In my search to make this process much less arduous, I believe that I have found the panacea: pandoc. I tried it on my XeLaTeX file for my current article and it worked very, very well. It outputs in OpenOffice format and from there, it is easy to translate into Word.

There are two problems (as there always are). First, it does not handle BibTeX at all so you must copy and paste that information by hand from your PDF. Second, it mangled the Greek that I had in the file which means that pandoc does not handle UTF-8 very well at some point in the process of producing the Open Office file. I will need to file a bug report. Other than that, however, I am very impressed


That looks really interesting, thanks! :-)

Check out Citeproc-hs with Pandoc support. It’s not BibTeX, but it does integrate somewhat with Zotero a rather good firefox based reference manager.

The stuff in the .bbl file looks very much like TeX source. You might be able to \include it in the version you run through pandoc…
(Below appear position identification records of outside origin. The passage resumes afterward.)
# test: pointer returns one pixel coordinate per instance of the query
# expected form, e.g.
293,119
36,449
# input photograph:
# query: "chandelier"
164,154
If you get citeproc-hs up and running I don’t suppose you’d like to post back a quick HOWTO from installation to usage? At the moment my workflow is like this, but it would be nice to be able to eliminate the Microsoft Word step even further :)

I had a reply here which I made into a post and expanded slightly instead.

If you get citeproc-hs working with pandoc, is there any chance you could post a quick HOWTO?

The Oxford University Computing Services developed an interesting (REST) web service to convert between various document formats.

They are still developing the service but it covers many formats, probably more than has so far been published to sourceforge so do drop the project admins a line if you are interested.

It’s implemented in Java and XSLT, I believe.